I remember times I thought of calling,
but then stopped short after some reflection.
See, sometimes I get that feel of falling
and can’t help but think about our connection.
Soon, though, I realize my delusion,
which is a step in the right direction.
I’ve always struggled with love’s confusion,
which led to many kinds of rejection.
I sit down and put these thoughts in writing,
which you might think is half-assed projection.
But really it’s my way of inciting
a muse-less artistic resurrection.
So this is my way of self-protection:
poems of love with no real affection.
Just warming up for Valentine’s Day, y’all, with this sonnet that needs a lot of correction.
I believe I’m Nobody, nothing new,
those mirages I’d just never believe.
It’s why you so easily bid me adieu,
and then hardly took any time to grieve.
Of course, I could be Anybody, too,
a face in the crowd, a drop in the sea.
But, really, whether it’s many or few,
an Any’s a No who’s part of a We.
And so I sit here and write for no one —
anyone who’s Anybody won’t read.
Once, I thought I might catch your attention,
but many words have nothing on one deed.
Emily asked if I’m Nobody too;
I asked just to be Somebody to You.
Do you recall that one I wrote you back
when I was a good guy and not some fool.
Or do you think I’m just a clueless hack,
despite that piece you considered a jewel?
I wish I could still weave such lovely odes
but I seem to have lost that ability.
They’d flow from my heart and soul by the loads
and you loved my poetic facility.
But those days are gone, returning no more
like the friendship we shared like no other.
Necessities fall from where my heart tore,
each poem bloody Invention’s mother.
I’ll never admit you were ever my muse,
but for some things I wrote, you lit the fuse.
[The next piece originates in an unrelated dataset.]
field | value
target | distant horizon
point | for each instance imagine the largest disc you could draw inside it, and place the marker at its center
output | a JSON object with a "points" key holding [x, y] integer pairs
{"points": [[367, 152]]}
Was it really that long ago,
when the music washed over us
like a warm breeze off the ocean?
There in the dark I closed my eyes
so imaginary sand wouldn’t seep into them
and tears would not weep out.
Is it really so long ago that you
“wow’d” and wondered how I knew
so much about this and that,
and nothing about you and I?
I stopped wondering long ago,
after I “why’d” and answered
my own question. I still sit
in the dark and let the music
wash over me, but now with
eyes open and imagination shut.
It’s another day which might
as well not have a name.
Each of these expanses of light
compared to the next looks the same.
They’re just a period of hazy
darkness on the way toward night.
And night’s a chance to escape
what I cannot face come the light.
But even abed I see too much, of what
my mind uses to break my heart.
When sleep finally comes, it lasts but
a moment before dawn’s new sadness will start.
And so I move through day and night,
all the same save when an owl might shout Hoo.
Life’s an empty space in which I grope
with no one to hold my hand without you.
I was never comfortable wearing
such look-at-me accessories,
something I’d sport like
a flashy ring or a silk tie.
No, I’ve always hidden
what so many wear as comfortably
as a tee shirt and jeans.
To do so would expose that which
I am uncomfortable showing.
It seems like such an expense
of my life force that might
better be spent on something
I might find more important,
like squaring up the towels
folded on the shelf or
feeling guilty about not doing it.
But sometimes the mass
of my world’s sadness, grief, fears,
loneliness, loss and even joy,
push down upon what I keep
in that deep well within me. And,
like an Archimedean experiment
gone messy, my emotions squish out
from under the weight, displaced
after so long lying misplaced.
I can’t abide a mess like that,
for too long, but I accept
the physics of life and try not
to judge myself too harshly anymore,
most especially if a tear might fall
where you or I could slip on it.
Such accidents happen, like yesterday
and the hundred hundred yesterdays
I hope someday I can see you
and you will recognize me,
not as this man of stooped posture,
melted face and numb presence.
I hope someday you will see me
as the man who loved you like no other,
because there will never be another
for me like you. Never.
I hope someday we can talk about
the time we missed, the time
you were taken from me and the times
I died a little more inside each day.
I hope someday I will recognize you,
since time and distance can change
so much, even the love one can feel
for the one who taught them how to love.
I hope someday there will be a day
that we can be together, when past
is forgotten, future is unnecessary
and I’ll never need a someday again.